View Single Post
  #7   Report Post  
Posted to microsoft.public.excel.misc
Bernie Deitrick Bernie Deitrick is offline
external usenet poster
 
Posts: 5,441
Default Compare Two Simple Workbooks & Remove Duplicate Rows

Dave,

See the fixed (and semi-commented) version below.

HTH,
Bernie
MS Excel MVP


Sub GetRidOfDupes2()
Dim myB1 As Workbook
Dim myB2 As Workbook
Dim mySh1 As Worksheet
Dim mySh2 As Worksheet
Dim myRow1 As Long
Dim myRow2 As Long
Dim myC As Range

'Set object references for this workbook
Set myB1 = ThisWorkbook
Set mySh1 = myB1.Worksheets(1)

'Open up the other workbook and set object references
Set myB2 = Application.Workbooks.Open(Application.GetOpenFile name)
Set mySh2 = myB2.Worksheets(1)

'Insert columns for matching formulas
mySh1.Range("C:C").EntireColumn.Insert
mySh2.Range("C:C").EntireColumn.Insert

'Get the sizes of the two databases
myRow1 = mySh1.Cells(Rows.Count, 2).End(xlUp).Row
myRow2 = mySh2.Cells(Rows.Count, 2).End(xlUp).Row

'Insert formulas in first workbook to determine duplicated data
mySh1.Range(mySh1.Range("C1"), mySh1.Cells(Rows.Count, 2).End(xlUp). _
Offset(0, 1)).FormulaR1C1 = _
"=SUMPRODUCT(--('[" & Replace(myB2.Name, ".xls", "") & "]" & mySh2.Name & _
"'!R1C1:R" & myRow2 & "C1&'[" & Replace(myB2.Name, ".xls", "") & "]" _
& mySh2.Name & "'!R1C2:R" & myRow2 & "C2=RC[-2]&RC[-1]))"

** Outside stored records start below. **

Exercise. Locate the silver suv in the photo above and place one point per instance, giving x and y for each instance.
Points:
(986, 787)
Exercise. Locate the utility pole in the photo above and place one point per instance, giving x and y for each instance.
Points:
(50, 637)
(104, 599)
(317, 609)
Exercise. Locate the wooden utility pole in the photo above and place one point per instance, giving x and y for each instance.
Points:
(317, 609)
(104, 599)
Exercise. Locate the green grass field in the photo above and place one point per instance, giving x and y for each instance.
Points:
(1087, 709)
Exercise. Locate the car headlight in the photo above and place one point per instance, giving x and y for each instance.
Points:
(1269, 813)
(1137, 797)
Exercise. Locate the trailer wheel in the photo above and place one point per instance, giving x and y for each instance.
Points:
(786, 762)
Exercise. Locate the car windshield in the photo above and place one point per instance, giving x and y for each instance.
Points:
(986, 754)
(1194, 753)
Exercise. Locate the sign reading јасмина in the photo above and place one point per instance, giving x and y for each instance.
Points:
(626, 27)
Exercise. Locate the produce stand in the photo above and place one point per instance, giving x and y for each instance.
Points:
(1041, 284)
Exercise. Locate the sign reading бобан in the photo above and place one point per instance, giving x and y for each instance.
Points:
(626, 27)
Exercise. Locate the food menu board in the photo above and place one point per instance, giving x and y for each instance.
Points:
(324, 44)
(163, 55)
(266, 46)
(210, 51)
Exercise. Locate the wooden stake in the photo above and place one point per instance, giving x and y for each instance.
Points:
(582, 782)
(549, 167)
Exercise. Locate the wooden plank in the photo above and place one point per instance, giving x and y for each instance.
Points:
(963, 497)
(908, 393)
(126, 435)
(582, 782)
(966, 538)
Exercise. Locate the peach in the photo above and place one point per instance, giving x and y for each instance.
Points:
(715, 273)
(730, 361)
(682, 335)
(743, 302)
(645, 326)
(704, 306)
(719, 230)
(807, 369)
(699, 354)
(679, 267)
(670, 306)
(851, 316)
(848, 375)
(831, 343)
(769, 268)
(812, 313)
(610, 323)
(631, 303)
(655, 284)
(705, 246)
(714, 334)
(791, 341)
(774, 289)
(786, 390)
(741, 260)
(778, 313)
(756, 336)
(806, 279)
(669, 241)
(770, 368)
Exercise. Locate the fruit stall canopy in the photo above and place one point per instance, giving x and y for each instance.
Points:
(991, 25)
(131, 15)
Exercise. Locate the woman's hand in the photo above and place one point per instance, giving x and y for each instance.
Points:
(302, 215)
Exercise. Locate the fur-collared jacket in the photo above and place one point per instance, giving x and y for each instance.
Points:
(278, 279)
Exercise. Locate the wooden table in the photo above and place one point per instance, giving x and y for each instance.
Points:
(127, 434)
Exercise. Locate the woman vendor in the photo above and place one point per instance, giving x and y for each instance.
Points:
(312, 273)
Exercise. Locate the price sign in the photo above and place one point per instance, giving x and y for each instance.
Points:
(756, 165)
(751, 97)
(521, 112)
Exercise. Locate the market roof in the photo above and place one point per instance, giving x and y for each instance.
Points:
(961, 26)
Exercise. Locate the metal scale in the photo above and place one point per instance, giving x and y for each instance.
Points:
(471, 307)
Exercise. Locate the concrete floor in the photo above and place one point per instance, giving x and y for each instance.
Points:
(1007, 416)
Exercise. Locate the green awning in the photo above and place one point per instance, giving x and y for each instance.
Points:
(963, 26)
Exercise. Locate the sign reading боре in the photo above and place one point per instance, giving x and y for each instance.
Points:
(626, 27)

'Insert formulas in second workbook to determine duplicated data
mySh2.Range(mySh2.Range("C1"), mySh2.Cells(Rows.Count, 2).End(xlUp). _
Offset(0, 1)).FormulaR1C1 = _
"=SUMPRODUCT(--('[" & Replace(myB1.Name, ".xls", "") & "]" & mySh1.Name & _
"'!R1C1:R" & myRow1 & "C1&'[" & Replace(myB1.Name, ".xls", "") & "]" _
& mySh1.Name & "'!R1C2:R" & myRow1 & "C2=RC[-2]&RC[-1]))"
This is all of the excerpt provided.